Adalet Nöbeti'nin 35’inci haftasında öldürülen Diyarbakır Baro Başkanı Tahir Elçi anıldı.

Eylemde, Elçi cinayetinin faili meçhul olmasına izin vermeyecekleri kaydedildi. 

Tutuklu Cumhuriyet Gazetesi avukatları için Çağlayan’daki İstanbul Adliyesi'nde başlatılan Adalet Nöbeti'nin 35’inci haftasında, öldürülen Diyarbakır Barosu Başkanı Tahir Elçi anıldı. Adliyedeki Themis Heykeli önünde başlayan nöbet, dışarıda yapılan açıklamayla son buldu.

Elçi ve tutuklu Cumhuriyet Gazetesi avukatlarının fotoğraflarının taşındığı eyleme, Cumhuriyet Halk Partisi (CHP) Milletvekili Sezgin Tanrıkulu, Özgürlükçü Hukukçular Platformu (ÖHP) üyesi avukatlar, Sınır Tanımayan Gazeteciler (RSF) Türkiye Temsilcisi Erol Önderoğlu ile tutuklu avukatlar Aytaç Ünsal, Didem Baydar Ünsal, Ayşegül Çağatay, Ebru Timtik ve Barkın Timtik’in yakınları da katıldı.

‘FAİLİ MEÇHUL OLMASINA İZİN VERMEYECEĞİZ’

Eylemde ilk olarak konuşan ÖHP üyesi Raziye Turgut, bu haftaki adalet nöbetinin başka bir anlamı olduğunu dile getirerek, “Değerli dostumuz, ağabeyimiz, üstadımız, barış elçisi Diyarbakır Baro Başkanı Tahir Elçi’nin bu ülkenin tarihi değerlerini korurken ve barış, kardeşlik diye haykırırken katledilmesinin ikinci yıl dönümünün olduğu hafta.
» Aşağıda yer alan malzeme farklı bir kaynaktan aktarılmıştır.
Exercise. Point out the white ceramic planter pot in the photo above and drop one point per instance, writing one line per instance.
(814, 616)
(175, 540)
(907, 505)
Tahir Elçi soruşturmasında deliller karartıldı. İki yıldır bir arpa boyu yol alınmadı. Faili meçhul davaların avukatı insan hakları aktivisti Tahir Elçi katliamı da faili meçhul bırakılmak isteniyor, buna izin vermeyeceğiz. Tahir Elçi için adalet istiyoruz” diye konuştu.

‘YARGI İKTİDARIN ARACI HALİNE GELDİ’

Van Baro Başkanı Murat Timur ise konuşmasına Elçi’yi anarak başladı. Elçi’nin dosyasının “cezasızlık” çarkına itilmek istendiğini söyleyen Timur, “Bu durum toplum vicdanını zedelemekte, yargıya ve adalete duyulan güveni ortadan kaldırmaktadır” dedi.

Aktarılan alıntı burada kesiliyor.